Acari, peixe muito comum na região de Altamira, cego e com parasitas (Foto: © Torkjell Leira)

Lições que não podem se repetir

“O pior de Altamira é que o mundo está vendo a lição ali na frente e estão tentando acabar mais ainda”, disse Raimunda Gomes, pescadora afetada por Belo Monte. Para além desta hidrelétrica, existem mais de cem projetos que o governo insiste em propor para a Amazônia, como é o caso das barragens no rio Tapajós, onde vive o povo Munduruku.

“As hidrelétricas são parte de uma visão estatal que enxerga a Amazônia como província mineral e energética, apenas, como se não houvesse ninguém vivendo nela”, explicou Danicley de Aguiar, do Greenpeace. “Mas o rio, na Amazônia, é o elemento principal do bioma, se você começa a bloquear o fluxo de sedimento e toda a vida que está no rio, a pergunta é o que acontece com o bioma, o que acontece com a bacia amazônica.
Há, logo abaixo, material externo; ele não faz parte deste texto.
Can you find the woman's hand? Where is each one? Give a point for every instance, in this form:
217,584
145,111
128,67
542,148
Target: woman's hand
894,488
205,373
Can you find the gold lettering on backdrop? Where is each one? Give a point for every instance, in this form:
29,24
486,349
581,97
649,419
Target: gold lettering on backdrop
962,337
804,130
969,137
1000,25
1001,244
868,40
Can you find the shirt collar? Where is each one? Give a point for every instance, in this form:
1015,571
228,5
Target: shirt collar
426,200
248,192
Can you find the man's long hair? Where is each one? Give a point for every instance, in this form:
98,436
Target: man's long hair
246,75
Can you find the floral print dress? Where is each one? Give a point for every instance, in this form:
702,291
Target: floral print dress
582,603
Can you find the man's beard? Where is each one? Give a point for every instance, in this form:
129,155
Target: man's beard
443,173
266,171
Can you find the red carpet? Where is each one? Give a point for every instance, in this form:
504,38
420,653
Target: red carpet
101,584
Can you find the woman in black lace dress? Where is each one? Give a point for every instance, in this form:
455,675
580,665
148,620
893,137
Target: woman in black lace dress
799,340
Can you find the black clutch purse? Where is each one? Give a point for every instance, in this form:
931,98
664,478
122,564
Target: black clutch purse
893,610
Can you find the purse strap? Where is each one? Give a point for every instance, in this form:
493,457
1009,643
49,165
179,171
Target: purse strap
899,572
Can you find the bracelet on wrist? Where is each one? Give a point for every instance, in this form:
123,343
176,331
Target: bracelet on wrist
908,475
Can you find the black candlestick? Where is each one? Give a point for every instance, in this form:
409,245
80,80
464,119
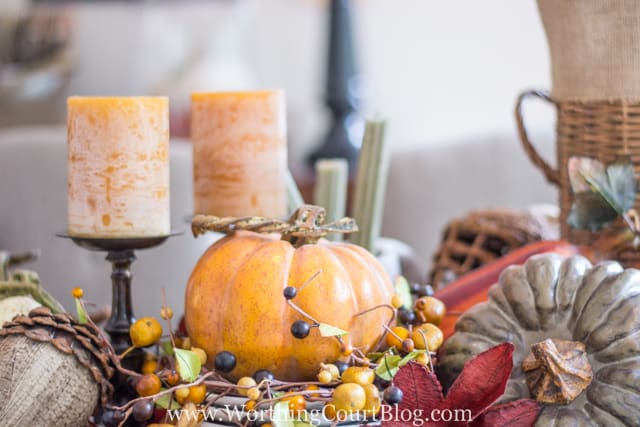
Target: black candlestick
342,91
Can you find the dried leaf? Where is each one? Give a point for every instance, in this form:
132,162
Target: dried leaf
164,401
482,380
590,212
520,413
331,331
622,183
281,415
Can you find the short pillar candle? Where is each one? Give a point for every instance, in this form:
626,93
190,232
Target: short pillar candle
118,167
239,153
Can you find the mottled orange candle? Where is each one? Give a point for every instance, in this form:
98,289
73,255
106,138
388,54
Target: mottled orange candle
239,153
118,160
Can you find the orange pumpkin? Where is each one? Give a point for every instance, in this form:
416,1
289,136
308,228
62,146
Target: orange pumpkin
235,301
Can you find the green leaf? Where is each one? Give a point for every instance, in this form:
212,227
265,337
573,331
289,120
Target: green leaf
281,416
163,402
622,183
590,212
188,364
388,367
331,331
166,348
403,290
82,314
409,357
581,167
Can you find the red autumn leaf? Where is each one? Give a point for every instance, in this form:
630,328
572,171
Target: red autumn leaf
482,380
519,413
420,390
Está tudo em risco”, afirmou ele.

Recentemente, a maior hidrelétrica prevista no rio Tapajós foi cancelada, porém, ainda existem pelo menos outras 40 planejadas ou já em construção apenas na bacia do rio Tapajós. O povo Munduruku luta para que nenhuma dessas hidrelétricas saia do papel e para que seu território tradicional no médio Tapajós seja finalmente demarcado. Mais de 1,2 milhão de pessoas ao redor do mundo também apoiam essa causa. “Hoje a nossa luta tem que ser com argumentos, com a Constituição, a Convenção 169”, disse Karo Munduruku. “Quero chamar a todos vocês para se unirem na luta contra esse mal que está tirando o sono dos caciques, das crianças e de todos que moram no rio”, finalizou ele.